E non si tacerà del diritto all’incolumità fisica: in tutta Italia i “crimini d’odio” sono in costante aumento, benché perlopiù non denunciati, poiché spesso i carnefici sono proprio coloro che avrebbero il dovere di individuare chi li compie. È questa la situazione che si presenta al Pride 2024.

Bisogna ricordarlo: Pride è il ricordo di giornate di lotta, nate dallo scontro con i poliziotti bigotti e macisti che stavano intimidendo (per l’ennesima, sebbene ultima, volta) le persone che frequentavano lo Stonewall Inn di New York; è il ricordo del fatto che solo la lotta politica rivoluzionaria restituisce dignità e libertà alle persone queer. Questo giugno il ricordo insurrezionale del Pride verrà disinnescato, come ogni anno, dai gruppi politici lgbt riformisti, che a cortei politicizzati e agli slogan inequivocabili e avanzati sostituiscono la festa sfrenata e la leggerezza spensierata; queste due cose non sono negative in sé, anzi, sono preziose, ma non servono a cambiare la grave situazione che stiamo vivendo. Le persone LGBT non sono satiri e ninfe al cospetto di Bacco, ma persone in carne ed ossa che trovano sempre più difficile e ingiusta la vita in questo paese.

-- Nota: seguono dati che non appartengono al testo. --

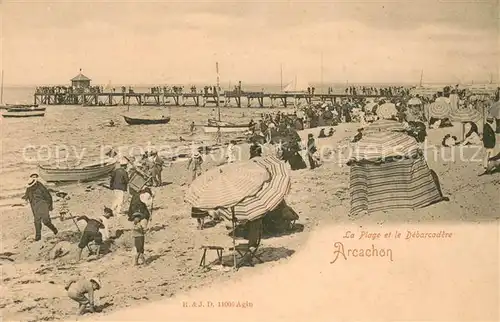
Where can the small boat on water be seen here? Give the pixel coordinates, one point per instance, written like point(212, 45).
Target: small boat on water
point(213, 126)
point(18, 114)
point(136, 121)
point(82, 174)
point(26, 109)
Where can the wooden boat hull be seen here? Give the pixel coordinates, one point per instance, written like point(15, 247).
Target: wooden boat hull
point(135, 121)
point(225, 128)
point(26, 109)
point(21, 105)
point(82, 174)
point(23, 114)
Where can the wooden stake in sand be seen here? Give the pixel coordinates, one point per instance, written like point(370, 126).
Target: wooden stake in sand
point(233, 219)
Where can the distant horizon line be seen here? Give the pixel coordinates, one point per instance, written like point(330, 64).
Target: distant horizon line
point(323, 84)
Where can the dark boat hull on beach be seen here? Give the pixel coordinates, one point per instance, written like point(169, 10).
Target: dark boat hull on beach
point(214, 126)
point(26, 109)
point(25, 114)
point(135, 121)
point(81, 174)
point(21, 105)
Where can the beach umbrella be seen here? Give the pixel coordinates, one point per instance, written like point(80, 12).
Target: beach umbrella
point(414, 101)
point(442, 99)
point(495, 110)
point(369, 106)
point(384, 125)
point(227, 185)
point(387, 110)
point(270, 196)
point(381, 145)
point(439, 110)
point(465, 115)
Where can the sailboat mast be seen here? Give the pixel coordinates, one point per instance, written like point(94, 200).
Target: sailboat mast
point(281, 77)
point(321, 72)
point(1, 91)
point(217, 89)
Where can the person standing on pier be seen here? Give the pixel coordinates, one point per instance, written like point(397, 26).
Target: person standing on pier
point(41, 204)
point(119, 185)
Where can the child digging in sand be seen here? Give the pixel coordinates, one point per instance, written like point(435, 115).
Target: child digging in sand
point(77, 291)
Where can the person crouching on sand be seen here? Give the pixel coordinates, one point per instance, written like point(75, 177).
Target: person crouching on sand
point(138, 232)
point(77, 291)
point(90, 233)
point(41, 204)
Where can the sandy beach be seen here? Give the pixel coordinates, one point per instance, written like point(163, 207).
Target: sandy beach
point(33, 287)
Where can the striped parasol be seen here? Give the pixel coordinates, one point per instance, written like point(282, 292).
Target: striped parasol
point(369, 106)
point(442, 99)
point(270, 196)
point(384, 125)
point(465, 115)
point(227, 185)
point(387, 110)
point(381, 145)
point(495, 110)
point(414, 101)
point(439, 110)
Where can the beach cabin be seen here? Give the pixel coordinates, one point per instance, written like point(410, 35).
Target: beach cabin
point(80, 81)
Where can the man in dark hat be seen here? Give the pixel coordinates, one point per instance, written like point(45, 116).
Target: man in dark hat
point(41, 204)
point(255, 149)
point(311, 149)
point(489, 140)
point(156, 168)
point(90, 233)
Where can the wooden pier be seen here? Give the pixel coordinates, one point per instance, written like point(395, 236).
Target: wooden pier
point(227, 98)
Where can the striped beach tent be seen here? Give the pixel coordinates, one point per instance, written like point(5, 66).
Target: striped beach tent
point(401, 184)
point(381, 145)
point(270, 196)
point(387, 111)
point(384, 125)
point(227, 185)
point(494, 110)
point(465, 115)
point(439, 110)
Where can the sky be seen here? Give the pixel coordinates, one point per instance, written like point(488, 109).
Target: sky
point(179, 42)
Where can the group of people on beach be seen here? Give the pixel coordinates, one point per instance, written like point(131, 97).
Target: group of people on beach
point(279, 129)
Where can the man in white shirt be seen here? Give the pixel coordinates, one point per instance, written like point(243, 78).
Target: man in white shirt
point(105, 232)
point(230, 152)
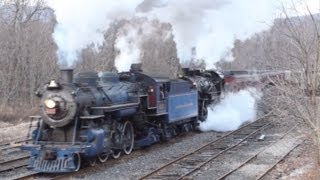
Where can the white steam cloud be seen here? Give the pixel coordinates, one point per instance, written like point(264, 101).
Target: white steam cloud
point(234, 110)
point(82, 22)
point(209, 25)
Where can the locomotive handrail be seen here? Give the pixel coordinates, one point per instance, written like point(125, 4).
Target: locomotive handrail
point(115, 107)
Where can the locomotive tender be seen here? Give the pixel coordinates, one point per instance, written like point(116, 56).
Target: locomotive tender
point(92, 117)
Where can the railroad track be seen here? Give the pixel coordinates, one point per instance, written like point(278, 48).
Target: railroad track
point(256, 154)
point(186, 166)
point(194, 160)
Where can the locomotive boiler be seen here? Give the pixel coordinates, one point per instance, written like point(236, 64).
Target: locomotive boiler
point(91, 117)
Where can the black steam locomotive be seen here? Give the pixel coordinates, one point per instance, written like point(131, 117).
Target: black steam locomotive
point(91, 117)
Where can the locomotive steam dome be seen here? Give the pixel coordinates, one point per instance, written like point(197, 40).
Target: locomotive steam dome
point(57, 103)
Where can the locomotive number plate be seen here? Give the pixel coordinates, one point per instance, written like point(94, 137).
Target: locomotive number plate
point(50, 111)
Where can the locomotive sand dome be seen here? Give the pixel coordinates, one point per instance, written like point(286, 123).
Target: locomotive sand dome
point(90, 117)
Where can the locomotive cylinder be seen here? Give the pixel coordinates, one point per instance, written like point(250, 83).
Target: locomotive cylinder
point(66, 76)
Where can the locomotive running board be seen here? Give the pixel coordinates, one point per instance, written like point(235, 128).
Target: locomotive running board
point(92, 117)
point(116, 107)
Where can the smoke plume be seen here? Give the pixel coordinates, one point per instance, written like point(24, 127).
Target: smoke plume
point(234, 110)
point(208, 25)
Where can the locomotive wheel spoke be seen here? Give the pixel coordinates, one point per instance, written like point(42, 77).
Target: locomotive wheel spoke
point(116, 154)
point(128, 138)
point(103, 157)
point(93, 162)
point(77, 161)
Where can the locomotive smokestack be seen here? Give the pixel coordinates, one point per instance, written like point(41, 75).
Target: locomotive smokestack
point(66, 76)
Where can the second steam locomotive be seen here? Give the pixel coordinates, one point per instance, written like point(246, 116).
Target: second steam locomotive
point(92, 117)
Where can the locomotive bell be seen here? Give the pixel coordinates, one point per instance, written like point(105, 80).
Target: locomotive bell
point(66, 76)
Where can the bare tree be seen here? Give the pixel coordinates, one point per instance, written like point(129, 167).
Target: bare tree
point(27, 51)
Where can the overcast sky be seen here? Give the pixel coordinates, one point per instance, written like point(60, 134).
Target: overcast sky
point(209, 25)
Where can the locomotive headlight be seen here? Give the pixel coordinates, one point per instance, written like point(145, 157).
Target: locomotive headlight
point(50, 103)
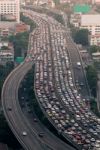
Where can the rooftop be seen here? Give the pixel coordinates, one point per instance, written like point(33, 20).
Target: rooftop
point(90, 19)
point(82, 8)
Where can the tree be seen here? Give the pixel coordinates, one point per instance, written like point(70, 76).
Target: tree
point(81, 37)
point(94, 48)
point(92, 78)
point(20, 41)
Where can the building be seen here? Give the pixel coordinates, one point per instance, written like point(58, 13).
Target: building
point(10, 7)
point(92, 23)
point(83, 8)
point(96, 56)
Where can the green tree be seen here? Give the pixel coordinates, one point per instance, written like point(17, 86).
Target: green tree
point(94, 48)
point(92, 78)
point(20, 41)
point(81, 37)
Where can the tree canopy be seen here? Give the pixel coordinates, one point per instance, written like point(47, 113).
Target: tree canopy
point(81, 37)
point(92, 78)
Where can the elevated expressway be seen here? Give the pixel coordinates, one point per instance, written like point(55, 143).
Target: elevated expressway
point(56, 94)
point(16, 119)
point(58, 97)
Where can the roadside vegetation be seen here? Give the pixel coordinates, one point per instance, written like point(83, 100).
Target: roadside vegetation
point(20, 42)
point(28, 21)
point(92, 78)
point(5, 132)
point(80, 36)
point(54, 14)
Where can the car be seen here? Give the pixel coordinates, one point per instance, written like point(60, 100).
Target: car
point(24, 133)
point(41, 134)
point(35, 120)
point(9, 109)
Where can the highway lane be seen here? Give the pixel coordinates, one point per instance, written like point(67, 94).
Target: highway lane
point(17, 120)
point(79, 74)
point(14, 117)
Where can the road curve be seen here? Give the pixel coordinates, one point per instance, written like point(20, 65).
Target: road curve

Non c’è più tempo per i collettivi queer che ad una fraseologia lambiccata e talvolta radicale fanno corrispondere una militanza politica che a volte è controproducente, ma nella maggior parte dei casi è particolarmente inutile. Non ci porteranno da nessuna parte gli elaborati workshop sulla “decostruzione delle narrative”: per decenni, i teorici della filosofia queer ci hanno insegnato che per cambiare la realtà dobbiamo cambiare i modi con i quali la realtà viene raccontata. Ovvero, per liberarci delle rigide imposizioni sul genere sessuale dobbiamo “decostruirlo”, per liberarci dal patriarcato dobbiamo ridicolizzarlo e così scomparirà il suo potere. Queste filosofie (o meglio, queste superstizioni) sono quasi insultanti per la loro inconsistenza, e certamente superate dall’esperienza dei giorni di un’epoca come la nostra: ad esempio non vediamo gerarchi del regime israeliano che “decostruiscono” le narrazioni concernenti droni e missili iraniani. Costoro preferiscono infatti chiedere agli USA altri soldi per ampliare il loro sistema di difesa antimissile. Allo stesso modo, dobbiamo capire come liberarci dei nostri oppressori in termini concreti.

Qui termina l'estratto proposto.